Yurii Shcherbak answered that this is undoubtedly complete separation from "russkiy mir" (russian world). "'They have been our enemies for 350 years, they have shown their beastly face and will remain so in the future. I have never been a russophobe, but I have seen these mean, dense people who hate Ukrainians and envy them because they live better," the writer added.


He also believes "the period of emotional and passionate speeches that touch the audience to the heart is over”. These speeches really helped to attract allies. Today, however, emotional techniques no longer work, and different rhetoric and approaches are needed.


The writer suggests that we listen more attentively to Commander-in-Chief Valery Zaluzhny, as there is a danger that the war will become positional, and Russia will have superiority in such warfare.
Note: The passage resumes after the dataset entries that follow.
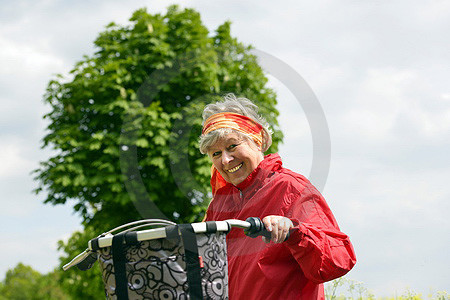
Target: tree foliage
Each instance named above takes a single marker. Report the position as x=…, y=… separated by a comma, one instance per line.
x=118, y=121
x=124, y=126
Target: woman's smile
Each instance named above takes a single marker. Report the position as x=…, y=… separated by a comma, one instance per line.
x=235, y=157
x=232, y=170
“We need to form a government of national unity," Yurii Shcherbak stressed. "It's time for one party to stop playing the game of power. Consider the actions of Israeli Prime Minister Benjamin Netanyahu. He pursued the wrong policy, attempted to "turn a blind eye" to the activities of Hamas (in other words, to tame the crocodile), and also to befriend russia. But at a critical moment, Netanyahu has been able to call for unity between the opposition and the government. We need such unity as well.”


Yurii Shcherbak believes that more power should be given to the military. And perhaps we will raise a Ukrainian Mannerheim or Ataturk. Moreover, no matter how hard it is, we must believe in victory.